Abstract
Background
Short stature is a prevalent pediatric endocrine disorder where early detection and prediction are pivotal in improving treatment outcomes. However, existing diagnostic criteria often lack the necessary sensitivity and specificity due to the disorder's complex etiology. Hence, this study aims to employ machine learning (ML) techniques to develop an interpretable predictive model for short stature and to explore how growth environments influence its development.
Methods
We conducted a case-control study including 100 cases of short stature who were age-matched with 200 normal controls from the Endocrinology Department of Nanjing Children's Hospital from April to September 2021. Parental surveys were conducted to gather information on the children involved.
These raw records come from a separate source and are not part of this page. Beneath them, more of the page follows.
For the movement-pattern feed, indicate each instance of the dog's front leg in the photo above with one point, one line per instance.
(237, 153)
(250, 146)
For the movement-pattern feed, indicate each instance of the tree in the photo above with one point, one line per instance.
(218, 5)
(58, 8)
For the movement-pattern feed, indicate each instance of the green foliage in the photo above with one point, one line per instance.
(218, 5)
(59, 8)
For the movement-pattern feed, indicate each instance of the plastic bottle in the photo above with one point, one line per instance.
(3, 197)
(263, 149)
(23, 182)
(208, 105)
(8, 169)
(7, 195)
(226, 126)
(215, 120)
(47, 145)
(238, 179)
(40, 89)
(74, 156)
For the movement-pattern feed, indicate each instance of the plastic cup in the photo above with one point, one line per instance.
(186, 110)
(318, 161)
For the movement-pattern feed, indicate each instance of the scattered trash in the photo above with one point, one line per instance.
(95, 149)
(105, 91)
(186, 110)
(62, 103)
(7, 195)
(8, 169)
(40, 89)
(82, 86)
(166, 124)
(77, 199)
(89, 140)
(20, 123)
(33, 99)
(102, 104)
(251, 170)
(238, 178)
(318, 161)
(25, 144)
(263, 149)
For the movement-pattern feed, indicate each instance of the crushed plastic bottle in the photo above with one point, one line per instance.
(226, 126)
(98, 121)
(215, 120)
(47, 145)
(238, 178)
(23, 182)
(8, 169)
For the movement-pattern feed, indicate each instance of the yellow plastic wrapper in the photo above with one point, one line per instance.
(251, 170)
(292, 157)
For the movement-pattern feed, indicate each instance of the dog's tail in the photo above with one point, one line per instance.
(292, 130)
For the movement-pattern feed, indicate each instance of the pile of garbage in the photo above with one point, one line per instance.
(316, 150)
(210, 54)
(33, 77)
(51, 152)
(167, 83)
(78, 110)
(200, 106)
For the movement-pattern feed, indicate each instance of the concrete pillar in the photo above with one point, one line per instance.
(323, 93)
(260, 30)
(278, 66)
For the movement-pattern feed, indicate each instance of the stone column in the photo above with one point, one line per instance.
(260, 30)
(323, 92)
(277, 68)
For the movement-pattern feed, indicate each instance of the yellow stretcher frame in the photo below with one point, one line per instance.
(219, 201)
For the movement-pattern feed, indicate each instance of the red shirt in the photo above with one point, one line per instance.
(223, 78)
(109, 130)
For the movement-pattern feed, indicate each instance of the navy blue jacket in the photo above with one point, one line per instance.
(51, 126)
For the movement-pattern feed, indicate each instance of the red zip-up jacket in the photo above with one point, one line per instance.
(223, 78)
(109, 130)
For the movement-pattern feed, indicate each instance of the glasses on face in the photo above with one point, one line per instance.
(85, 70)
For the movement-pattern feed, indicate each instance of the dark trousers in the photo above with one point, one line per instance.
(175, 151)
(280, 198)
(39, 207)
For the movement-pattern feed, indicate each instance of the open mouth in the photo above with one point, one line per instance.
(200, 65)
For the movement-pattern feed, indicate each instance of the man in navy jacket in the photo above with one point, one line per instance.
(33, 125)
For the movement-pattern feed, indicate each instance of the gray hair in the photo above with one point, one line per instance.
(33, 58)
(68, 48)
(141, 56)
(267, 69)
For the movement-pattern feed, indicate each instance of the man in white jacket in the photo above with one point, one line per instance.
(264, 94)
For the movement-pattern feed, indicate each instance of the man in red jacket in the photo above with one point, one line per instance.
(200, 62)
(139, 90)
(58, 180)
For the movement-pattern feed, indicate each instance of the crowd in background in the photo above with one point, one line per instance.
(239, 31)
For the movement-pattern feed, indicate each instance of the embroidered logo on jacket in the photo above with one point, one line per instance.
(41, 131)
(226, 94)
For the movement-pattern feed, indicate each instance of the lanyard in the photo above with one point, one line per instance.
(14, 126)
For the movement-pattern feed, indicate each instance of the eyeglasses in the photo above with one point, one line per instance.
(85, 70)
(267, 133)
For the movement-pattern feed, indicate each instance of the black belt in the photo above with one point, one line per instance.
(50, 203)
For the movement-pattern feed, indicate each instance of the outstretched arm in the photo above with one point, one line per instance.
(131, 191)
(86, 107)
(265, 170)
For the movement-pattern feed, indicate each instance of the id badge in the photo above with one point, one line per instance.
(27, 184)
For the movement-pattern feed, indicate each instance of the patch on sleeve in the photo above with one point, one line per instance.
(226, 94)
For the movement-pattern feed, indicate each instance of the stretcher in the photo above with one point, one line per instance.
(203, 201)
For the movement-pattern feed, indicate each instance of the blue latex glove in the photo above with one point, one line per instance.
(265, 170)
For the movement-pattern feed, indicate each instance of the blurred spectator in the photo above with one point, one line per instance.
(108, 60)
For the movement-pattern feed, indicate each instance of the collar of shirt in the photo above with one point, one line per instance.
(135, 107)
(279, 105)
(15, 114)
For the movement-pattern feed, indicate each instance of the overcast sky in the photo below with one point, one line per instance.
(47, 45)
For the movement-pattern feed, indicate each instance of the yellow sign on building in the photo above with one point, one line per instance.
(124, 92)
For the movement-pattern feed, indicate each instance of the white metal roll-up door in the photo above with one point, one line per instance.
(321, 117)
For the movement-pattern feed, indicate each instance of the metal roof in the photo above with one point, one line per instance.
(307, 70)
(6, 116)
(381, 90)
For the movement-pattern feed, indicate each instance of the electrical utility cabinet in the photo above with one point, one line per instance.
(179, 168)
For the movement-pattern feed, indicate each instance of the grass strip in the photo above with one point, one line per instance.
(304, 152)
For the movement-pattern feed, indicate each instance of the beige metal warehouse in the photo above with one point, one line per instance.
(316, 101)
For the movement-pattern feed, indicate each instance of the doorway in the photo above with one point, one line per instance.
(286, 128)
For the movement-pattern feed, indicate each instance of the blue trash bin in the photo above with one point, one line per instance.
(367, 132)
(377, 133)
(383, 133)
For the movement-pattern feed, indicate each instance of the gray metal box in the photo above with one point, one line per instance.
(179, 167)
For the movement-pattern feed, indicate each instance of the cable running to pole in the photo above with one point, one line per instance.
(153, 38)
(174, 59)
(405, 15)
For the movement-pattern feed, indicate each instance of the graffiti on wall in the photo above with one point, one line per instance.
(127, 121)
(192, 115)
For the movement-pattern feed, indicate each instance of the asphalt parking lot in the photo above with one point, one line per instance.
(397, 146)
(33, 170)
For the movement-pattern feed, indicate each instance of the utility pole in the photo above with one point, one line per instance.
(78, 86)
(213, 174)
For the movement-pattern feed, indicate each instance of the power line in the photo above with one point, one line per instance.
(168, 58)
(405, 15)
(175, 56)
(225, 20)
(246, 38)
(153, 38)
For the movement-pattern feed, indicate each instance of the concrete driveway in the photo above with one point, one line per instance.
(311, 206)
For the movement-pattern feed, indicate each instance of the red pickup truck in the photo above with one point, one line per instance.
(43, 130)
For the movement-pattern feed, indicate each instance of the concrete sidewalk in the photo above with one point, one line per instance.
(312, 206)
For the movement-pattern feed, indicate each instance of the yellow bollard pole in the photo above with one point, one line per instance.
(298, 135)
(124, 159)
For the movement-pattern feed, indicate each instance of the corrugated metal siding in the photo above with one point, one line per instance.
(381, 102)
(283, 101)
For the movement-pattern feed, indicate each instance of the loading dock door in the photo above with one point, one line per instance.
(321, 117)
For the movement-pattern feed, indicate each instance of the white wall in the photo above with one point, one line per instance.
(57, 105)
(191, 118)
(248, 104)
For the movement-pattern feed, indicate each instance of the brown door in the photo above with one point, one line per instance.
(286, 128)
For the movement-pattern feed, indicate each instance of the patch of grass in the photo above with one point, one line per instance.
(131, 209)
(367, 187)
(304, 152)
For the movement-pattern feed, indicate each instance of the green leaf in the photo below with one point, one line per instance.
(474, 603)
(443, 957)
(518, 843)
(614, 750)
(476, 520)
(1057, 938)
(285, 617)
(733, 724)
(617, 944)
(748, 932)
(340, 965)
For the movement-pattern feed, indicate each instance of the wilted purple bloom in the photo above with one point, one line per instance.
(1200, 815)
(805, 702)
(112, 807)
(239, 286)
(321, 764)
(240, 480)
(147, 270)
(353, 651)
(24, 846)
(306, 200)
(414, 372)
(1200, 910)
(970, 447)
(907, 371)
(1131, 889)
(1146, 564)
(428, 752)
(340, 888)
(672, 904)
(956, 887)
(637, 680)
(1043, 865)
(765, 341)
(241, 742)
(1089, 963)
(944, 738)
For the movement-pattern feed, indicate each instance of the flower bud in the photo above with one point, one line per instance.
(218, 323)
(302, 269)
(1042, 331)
We assessed 33 readily accessible medical characteristics and utilized conditional logistic regression to explore how growth environments influence the onset of short stature. Additionally, we evaluated the performance of nine ML algorithms to determine the optimal model. Subsequently, the Shapley Additive Explanation (SHAP) method was employed to prioritize feature importance and refine the final model.
Results
In multivariate logistic regression analysis, children's weight (OR = 0.85, 95% CI: 0.76, 0.96), maternal height (OR = 0.77, 95% CI: 0.68, 0.86), paternal height (OR = 0.80, 95% CI: 0.71, 0.91), maternal early puberty (OR = 0.02, 95% CI: 0.00, 0.39), and children's outdoor activity time exceeding 3 hours per day (OR = 0.01, 95% CI: 0.00, 0.68) were identified as protective factors for short stature. This study found that parental height, children's weight, and caregiver education significantly influenced the prediction of short stature risk, and the Random Forest (RF) model demonstrated the best discriminatory ability among 9 ML models.
Conclusions
This study indicates a close correlation between environmental growth factors and the occurrence of childhood short stature, particularly anthropometric characteristics. The Random Forest model performed exceptionally well, demonstrating its potential for clinical applications. These findings provide theoretical support for personalized interventions and preventive measures for short stature.